The American Association of Pediatrics (AAP) 2013 official policy statement officially endorses widespread condom availability and sexual education to teenagers.

The AAP points to data showing that although teen pregnancy rates have dropped in the US over the last decade, sexually transmitted disease rates still remain high. Compared to other developed nations, the US still has higher rates of teenage pregnancies.

According to research in the report, roughly 50% of new sexually transmitted diseases are diagnosed in people ages 15-24 years old. This rate is disproportionately high given that 15-24 year olds only make up 25% of the sexually active population. Syphilis, gonorrhea, and Chlamydia diagnoses rates have all risen over the last decade.

The medical news site Medscape notes that the AAP’s new policy statement still recommends that teens be encouraged to abstain from sex. But should a teenager decide to have sex, protection should be available.

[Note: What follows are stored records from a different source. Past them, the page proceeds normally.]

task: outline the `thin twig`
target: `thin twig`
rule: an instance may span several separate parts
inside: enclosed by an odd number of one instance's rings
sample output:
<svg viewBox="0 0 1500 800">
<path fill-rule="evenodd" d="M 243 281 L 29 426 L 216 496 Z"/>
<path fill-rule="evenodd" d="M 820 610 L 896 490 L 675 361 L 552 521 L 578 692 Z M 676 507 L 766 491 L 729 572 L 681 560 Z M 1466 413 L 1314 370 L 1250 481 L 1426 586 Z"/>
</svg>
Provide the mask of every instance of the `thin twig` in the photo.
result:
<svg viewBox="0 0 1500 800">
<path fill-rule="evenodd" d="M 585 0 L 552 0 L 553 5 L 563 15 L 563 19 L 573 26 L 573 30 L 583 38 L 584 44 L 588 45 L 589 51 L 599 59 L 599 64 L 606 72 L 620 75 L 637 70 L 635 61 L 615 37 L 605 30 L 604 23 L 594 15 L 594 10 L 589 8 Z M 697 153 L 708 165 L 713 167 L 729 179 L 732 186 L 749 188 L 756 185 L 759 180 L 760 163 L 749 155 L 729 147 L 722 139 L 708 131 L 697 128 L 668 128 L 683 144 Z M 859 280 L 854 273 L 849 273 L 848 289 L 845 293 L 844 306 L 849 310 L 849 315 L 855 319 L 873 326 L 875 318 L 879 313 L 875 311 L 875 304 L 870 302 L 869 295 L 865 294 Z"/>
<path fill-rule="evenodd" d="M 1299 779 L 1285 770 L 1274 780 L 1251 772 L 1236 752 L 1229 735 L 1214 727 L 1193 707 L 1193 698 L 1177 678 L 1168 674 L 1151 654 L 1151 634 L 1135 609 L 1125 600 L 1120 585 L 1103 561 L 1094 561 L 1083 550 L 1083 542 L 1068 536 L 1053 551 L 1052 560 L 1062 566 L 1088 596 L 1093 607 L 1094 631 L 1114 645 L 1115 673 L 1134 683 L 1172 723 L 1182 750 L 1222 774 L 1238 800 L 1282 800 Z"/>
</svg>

“Unchanged from a 2001 policy statement,” Medscape says, “the AAP still recommends that adolescents be encouraged to abstain from sexual intercourse or counseled to postpone future sexual relationships. In addition, the new statement still emphasizes the important role pediatricians play in educating both boys and girls about responsible sexual activity and encouraging correct use of condoms among sexually active adolescent.”

The AAP’s report also cites data showing that increased condom availability and sexual education does not lead to higher rates of sexual activity in young people. For decades, parents and school administrators have struggled with the idea that sexual education encourages sexual behavior.

The report cited 83 studies of sexual education programs from around the world and found that “two-thirds of the programs significantly improved one or more sexual behaviors.” 48% of the programs that encouraged condom use saw young people use condoms more frequently. Here is the key statistic: not one of the studies found an increase in sexual activity following sexual education.

Amy Beakley, a researcher with the Health Communication Group of the Anneberg Public Policy Center, spoke about the false perception of sexual education leading to higher sexual activity.

“I think one of the main issues is the idea that if you provide condoms and make them accessible, kids will be more likely to have sex,” Beakley said. “But really, that’s not the case… Getting over the perception that giving condoms out will make kids have sex is a real barrier for parents and school administrators.”